Short Story: The Blue Bird (part three)
The person who lived here, number 46, had gone someplace. They’d all gone someplace. She went back down the hall…rattling knobs along the way, aggressive. She got to the landing, and turned to watch. No door tentatively inched back. No head craned out.
Back on third, her apartment found as she’d left it, Gitana began to plan an expedition. For one evening more she would bide her time, venture it when morning promised hours of light. The idea was the angel on her shoulder’s, batting down suggestions from the other side, that this desertion was eerie. Dave’s word.

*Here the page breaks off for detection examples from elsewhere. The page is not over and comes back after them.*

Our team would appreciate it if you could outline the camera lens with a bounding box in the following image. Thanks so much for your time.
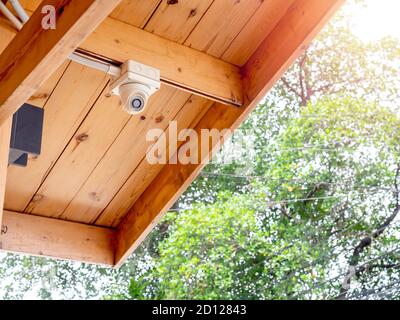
[131,97,144,110]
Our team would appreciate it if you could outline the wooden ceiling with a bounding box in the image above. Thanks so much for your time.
[0,0,340,264]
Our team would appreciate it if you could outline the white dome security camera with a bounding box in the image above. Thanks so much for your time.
[111,60,160,115]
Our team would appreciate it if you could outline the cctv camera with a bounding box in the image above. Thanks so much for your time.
[111,60,160,115]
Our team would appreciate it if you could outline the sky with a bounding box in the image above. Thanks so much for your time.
[351,0,400,41]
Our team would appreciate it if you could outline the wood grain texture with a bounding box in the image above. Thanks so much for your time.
[5,63,108,212]
[96,96,212,227]
[111,0,161,28]
[145,0,214,43]
[80,19,243,105]
[116,0,343,266]
[0,118,12,226]
[0,0,120,124]
[61,86,190,223]
[25,88,130,218]
[0,211,114,266]
[185,0,263,58]
[222,0,295,66]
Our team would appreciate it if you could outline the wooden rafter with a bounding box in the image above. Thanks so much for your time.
[0,211,114,266]
[80,18,243,106]
[115,0,343,266]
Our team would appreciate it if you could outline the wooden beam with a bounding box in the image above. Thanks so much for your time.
[115,0,343,266]
[0,0,120,124]
[7,1,243,106]
[0,211,114,266]
[80,18,243,106]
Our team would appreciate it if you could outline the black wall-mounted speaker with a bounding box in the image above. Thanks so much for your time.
[8,103,44,167]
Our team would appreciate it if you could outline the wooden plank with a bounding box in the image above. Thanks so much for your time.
[0,18,17,52]
[111,0,161,28]
[19,0,161,28]
[222,0,295,66]
[0,211,114,266]
[0,0,120,124]
[61,0,217,226]
[96,96,212,227]
[61,86,190,223]
[25,88,130,218]
[17,0,244,106]
[145,0,214,43]
[0,118,12,226]
[80,19,243,105]
[185,0,262,58]
[5,62,108,212]
[27,61,70,108]
[116,0,343,265]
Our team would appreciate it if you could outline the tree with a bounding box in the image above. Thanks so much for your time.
[0,0,400,299]
[123,97,400,299]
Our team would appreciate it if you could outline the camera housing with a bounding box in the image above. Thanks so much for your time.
[110,60,160,115]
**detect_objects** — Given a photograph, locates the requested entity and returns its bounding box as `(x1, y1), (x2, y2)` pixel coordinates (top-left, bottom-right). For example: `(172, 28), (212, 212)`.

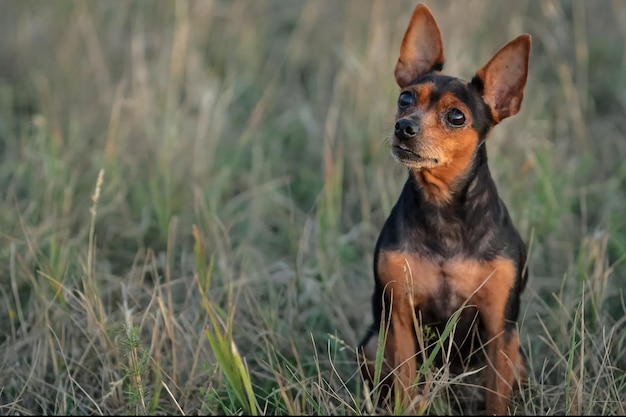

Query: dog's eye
(446, 107), (465, 127)
(398, 91), (415, 110)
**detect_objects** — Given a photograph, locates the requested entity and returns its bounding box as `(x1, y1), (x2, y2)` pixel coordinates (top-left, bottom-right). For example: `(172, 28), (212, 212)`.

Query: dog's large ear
(395, 4), (445, 88)
(472, 34), (531, 123)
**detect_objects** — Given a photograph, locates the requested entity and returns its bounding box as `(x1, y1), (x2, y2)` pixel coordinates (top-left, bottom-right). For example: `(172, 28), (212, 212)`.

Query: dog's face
(390, 5), (530, 185)
(390, 72), (493, 170)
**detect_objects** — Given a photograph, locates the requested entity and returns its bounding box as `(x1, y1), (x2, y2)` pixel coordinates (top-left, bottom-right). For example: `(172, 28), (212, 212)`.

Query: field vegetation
(0, 0), (626, 415)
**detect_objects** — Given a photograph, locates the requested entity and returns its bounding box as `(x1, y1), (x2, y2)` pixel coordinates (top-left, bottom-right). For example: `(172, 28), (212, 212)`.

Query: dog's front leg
(385, 293), (417, 407)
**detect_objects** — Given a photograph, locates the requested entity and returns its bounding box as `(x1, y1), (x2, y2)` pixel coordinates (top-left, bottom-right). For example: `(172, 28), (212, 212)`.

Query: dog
(359, 4), (531, 415)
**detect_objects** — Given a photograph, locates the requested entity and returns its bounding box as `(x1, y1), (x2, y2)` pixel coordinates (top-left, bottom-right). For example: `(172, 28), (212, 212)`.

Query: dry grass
(0, 0), (626, 415)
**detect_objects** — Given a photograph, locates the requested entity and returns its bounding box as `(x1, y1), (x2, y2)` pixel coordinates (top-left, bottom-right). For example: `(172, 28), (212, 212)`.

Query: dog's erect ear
(395, 4), (445, 88)
(472, 34), (530, 123)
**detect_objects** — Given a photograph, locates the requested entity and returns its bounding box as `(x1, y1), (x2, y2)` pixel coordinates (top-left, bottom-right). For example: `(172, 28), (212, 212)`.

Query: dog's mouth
(391, 143), (439, 168)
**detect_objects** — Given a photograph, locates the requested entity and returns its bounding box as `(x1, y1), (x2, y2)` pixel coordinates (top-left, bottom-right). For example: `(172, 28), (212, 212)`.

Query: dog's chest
(377, 251), (515, 320)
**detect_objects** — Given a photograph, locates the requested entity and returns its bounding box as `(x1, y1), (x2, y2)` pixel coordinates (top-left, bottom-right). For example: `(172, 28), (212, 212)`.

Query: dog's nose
(394, 119), (419, 140)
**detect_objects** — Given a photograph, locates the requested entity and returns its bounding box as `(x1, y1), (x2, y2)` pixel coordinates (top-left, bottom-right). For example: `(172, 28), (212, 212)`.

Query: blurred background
(0, 0), (626, 414)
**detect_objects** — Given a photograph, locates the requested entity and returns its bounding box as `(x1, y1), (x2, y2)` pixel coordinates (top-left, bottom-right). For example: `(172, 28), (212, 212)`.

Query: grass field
(0, 0), (626, 415)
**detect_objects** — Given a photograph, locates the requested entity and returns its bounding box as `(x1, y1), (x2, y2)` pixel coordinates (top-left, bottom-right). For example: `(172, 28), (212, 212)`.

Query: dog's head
(390, 4), (531, 200)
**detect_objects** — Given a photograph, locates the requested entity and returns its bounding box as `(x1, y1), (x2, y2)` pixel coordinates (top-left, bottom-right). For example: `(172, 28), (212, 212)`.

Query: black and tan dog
(360, 5), (531, 414)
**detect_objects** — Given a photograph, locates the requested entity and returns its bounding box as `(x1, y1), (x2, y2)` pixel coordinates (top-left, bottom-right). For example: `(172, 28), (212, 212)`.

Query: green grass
(0, 0), (626, 415)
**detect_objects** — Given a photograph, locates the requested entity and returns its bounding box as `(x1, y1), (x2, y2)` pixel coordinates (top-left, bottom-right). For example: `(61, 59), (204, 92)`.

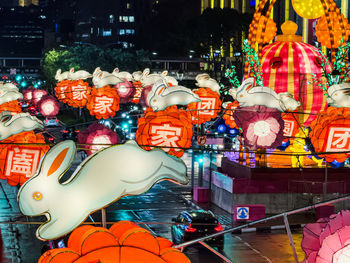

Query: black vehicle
(171, 210), (224, 251)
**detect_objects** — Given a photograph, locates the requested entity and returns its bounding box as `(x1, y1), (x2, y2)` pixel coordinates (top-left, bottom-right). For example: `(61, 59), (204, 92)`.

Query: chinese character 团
(72, 85), (87, 101)
(94, 96), (114, 114)
(198, 97), (216, 116)
(151, 124), (181, 151)
(5, 147), (40, 178)
(283, 120), (294, 137)
(326, 127), (350, 152)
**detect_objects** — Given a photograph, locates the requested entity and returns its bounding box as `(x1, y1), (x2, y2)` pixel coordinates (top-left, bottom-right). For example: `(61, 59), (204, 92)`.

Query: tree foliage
(43, 45), (151, 83)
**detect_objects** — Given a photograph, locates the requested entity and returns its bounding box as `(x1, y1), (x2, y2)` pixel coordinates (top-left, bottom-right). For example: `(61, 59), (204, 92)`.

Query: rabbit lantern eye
(33, 192), (43, 201)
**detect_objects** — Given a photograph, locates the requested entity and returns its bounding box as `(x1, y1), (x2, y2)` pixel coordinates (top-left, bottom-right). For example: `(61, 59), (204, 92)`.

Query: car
(171, 210), (224, 251)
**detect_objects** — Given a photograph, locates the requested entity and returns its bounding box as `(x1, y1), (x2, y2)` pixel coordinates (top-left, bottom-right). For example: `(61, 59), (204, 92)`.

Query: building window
(109, 15), (114, 24)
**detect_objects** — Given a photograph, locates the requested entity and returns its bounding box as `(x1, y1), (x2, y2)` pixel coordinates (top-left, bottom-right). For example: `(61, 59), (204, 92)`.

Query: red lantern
(131, 81), (142, 104)
(86, 85), (119, 119)
(38, 221), (190, 263)
(136, 106), (192, 157)
(32, 89), (48, 104)
(309, 107), (350, 163)
(78, 123), (121, 155)
(113, 80), (135, 103)
(37, 95), (60, 117)
(187, 88), (221, 124)
(222, 101), (239, 128)
(282, 113), (300, 137)
(67, 79), (91, 108)
(0, 131), (50, 186)
(55, 79), (72, 103)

She hadn’t known the standoffish woman in the blazer, or the man who’d come in after, but something in their way with each other made her think that they—and maybe the next two arrivals—were of a group. Days ago she’d walked alone with an umbrella against the ash, to the line of barricades where people were turning their cars.
She knew of two places she might reach, where people tacked up notices. With water in the house, she could afford to stopper the sink and wash. She could put on fresh clothes, fill a thermos, pack snacks, and take another walk…which probably would be a short one, and would teach her not much of use. She supposed her camera still had life in its battery. She put writing paper and a pen in her knapsack.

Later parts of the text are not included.